Through many perils

In the Lectionary readings for today, from 2 Corinthians, we read about the perils that the early Christians faced, but in each apparent hurt there is cause for rejoicing, because it’s all part of serving God. I’m nowhere near that attitude; and Christians in the 21st century West mostly don’t have that amount of persecution… but it’s sobering reading for Ash Wednesday nevertheless.

Four wheels good, two legs bad

Drove a car for the first time since Boxing Day, going to the Co-op now deliveries can’t be had. I might’ve considered walking, but my heel is cracking and there was a lot to carry anyway. There’s a little bit of a feeling of power to be sat behind the wheel, and it’s so handy to have the versatility of a car, especially on quiet roads. I get why they are so addictive, and it’s going to be so hard for us to go cold turkey on fossil fuels. BTW there is no zero emission car until there is zero emission electricity – and that will be a long time, even on these wind-rich shores.

And for more secrets of a successful Lent, another quick look at Ash Wednesday’s Lectionary… According to Jesus’ words as reported in Matthew 6:1-6, 16-21, it’s about not showing off your piety. So there we are.

The Fast

From the Isaiah reading in Ash Wednesday’s Lectionary

“58:6 Is not this the fast that I choose: to loose the bonds of injustice, to undo the thongs of the yoke, to let the oppressed go free, and to break every yoke?
58:7 Is it not to share your bread with the hungry, and bring the homeless poor into your house; when you see the naked, to cover them, and not to hide yourself from your own kin?
58:8 Then your light shall break forth like the dawn…”

What more is there to say?

Just for a while

Here’s some snow. It’s soon going to melt.

Meanwhile, with the transfiguration, up on that high mountain, Jesus’ friend Peter wants to make dwellings for him and Moses and Elijah that they saw in this shining vision. Admirable hospitality. But perhaps we try too hard to make dwellings for the Living God, and suppose God will always confined within the walls we build – only to find that God is also somewhere beyond those walls, somewhere where people are suffering, or in need of a shining hope. The vision dies, dissolves into memory like the melting of snow. But God lives on.

In this case that residue of memory is telling us that Jesus is the what the traditions of the Law and the Prophets were looking towards.

It’s working

Yesterday’s jab must be working. My immune system was having a go within 12 hours, shivers and everything. Much better now, but still liking the excuse to stay in bed for longer than average.

Arrogance

Interesting to hear the Mail Group’s language in response to the judgement given to them about the Meghan Markle case. “Surprised and disappointed” sounds like a headmaster admonishing a previously obedient schoolboy.
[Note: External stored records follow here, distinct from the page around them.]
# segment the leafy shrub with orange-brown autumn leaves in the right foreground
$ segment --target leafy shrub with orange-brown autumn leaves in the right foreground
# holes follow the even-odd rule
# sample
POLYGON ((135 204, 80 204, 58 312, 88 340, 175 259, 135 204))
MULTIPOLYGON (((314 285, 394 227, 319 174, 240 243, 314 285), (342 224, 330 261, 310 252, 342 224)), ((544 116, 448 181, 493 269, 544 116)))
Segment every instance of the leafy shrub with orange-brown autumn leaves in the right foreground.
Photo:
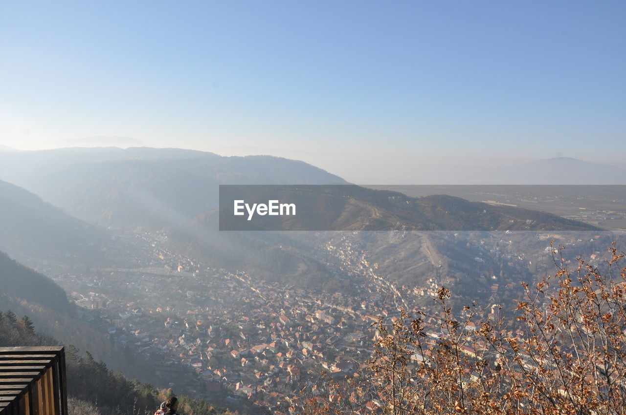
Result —
POLYGON ((626 267, 615 244, 609 252, 602 272, 555 257, 556 274, 523 283, 510 312, 472 305, 454 316, 441 287, 438 311, 379 320, 362 376, 376 388, 372 411, 626 414, 626 267))

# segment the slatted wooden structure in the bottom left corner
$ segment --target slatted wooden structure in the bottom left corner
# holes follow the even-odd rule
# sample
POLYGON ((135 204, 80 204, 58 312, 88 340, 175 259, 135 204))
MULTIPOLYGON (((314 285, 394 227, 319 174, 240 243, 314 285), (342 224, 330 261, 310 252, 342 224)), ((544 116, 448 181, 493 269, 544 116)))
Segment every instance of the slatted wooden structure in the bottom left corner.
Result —
POLYGON ((67 415, 63 347, 0 347, 0 415, 67 415))

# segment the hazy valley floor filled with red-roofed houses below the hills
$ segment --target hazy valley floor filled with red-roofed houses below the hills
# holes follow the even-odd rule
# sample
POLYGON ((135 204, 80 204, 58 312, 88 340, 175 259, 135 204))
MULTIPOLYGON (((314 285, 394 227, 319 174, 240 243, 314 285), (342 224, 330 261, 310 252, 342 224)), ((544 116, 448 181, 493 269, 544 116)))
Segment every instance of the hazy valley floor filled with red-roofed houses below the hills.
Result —
MULTIPOLYGON (((438 287, 453 291, 455 307, 476 301, 486 316, 493 304, 515 304, 522 281, 552 272, 552 251, 545 249, 551 237, 567 250, 591 237, 598 254, 610 243, 608 235, 589 232, 309 233, 299 237, 310 239, 310 251, 348 289, 312 290, 254 271, 213 267, 170 251, 163 232, 135 234, 144 252, 140 267, 51 277, 92 327, 153 367, 158 386, 253 413, 286 413, 307 379, 322 371, 342 378, 362 368, 376 336, 372 324, 379 318, 390 324, 401 310, 428 311, 438 287), (535 251, 520 243, 530 236, 535 251), (471 272, 449 271, 454 258, 441 250, 452 241, 476 255, 468 260, 471 272), (400 265, 403 271, 396 272, 415 272, 413 281, 387 274, 392 268, 382 258, 388 256, 376 252, 392 249, 398 259, 407 246, 416 246, 429 266, 424 272, 400 265)), ((434 321, 430 330, 433 336, 439 331, 434 321)))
Is that how they see the judiciary?

Also got my jab this morning. Great! Though I thought maybe bus and taxi drivers, schoolteachers, food shop workers, police etc. should probably have been ahead of 68-year-old me.

Still icy

… though the weather’s fair, feeling if anything rather more chilly than the previous few days.

“You just can’t see it, can you?” Reading from the Lectionary in 2 Corinthians, we see how that is (in part) the writer’s response to people who don’t believe what he believes. It seems a little unsatisfactory, and we know from other letters and from the Acts, how Paul (if it was he) was eager to argue the case for Christ in every setting. But “you just don’t see it” is often how we feel, about someone who just hasn’t ‘got’ the change of mindset needed to follow the Christ of Love. At the same time, Christians need to be eager to ‘see it’ and understand (and respect) where others are coming from. This too is following Paul’s example – he listened and observed and tried to understand before he debated.

The spreading sunshine

From the first sun on the far side of the valley…

…the light spreads…

Living Christ,
known to us in daily life
and in blinding light,
known in the hurt and forgiveness of
human life,
and in the shining hope you
hold before us;
may we never let you go.

Ice etc

Some footprints from the area where a deer went into the woods
Clouds to add a bit of colour
The icicles are getting longer

Dry snow

Cold this morning, some light snow from dissipating showers. There was some wind, not as much as I expected, but some gusts enough to whip up small puffs of spindrift. There were tiny snowdrifts where larch twigs had fallen on the Trail.

Next Sunday’s Lectionary is about the Transfiguration. I wonder what stories we have about the events which uncovered to us the hidden nature of things; or when we discovered what Christ was doing in a particular situation.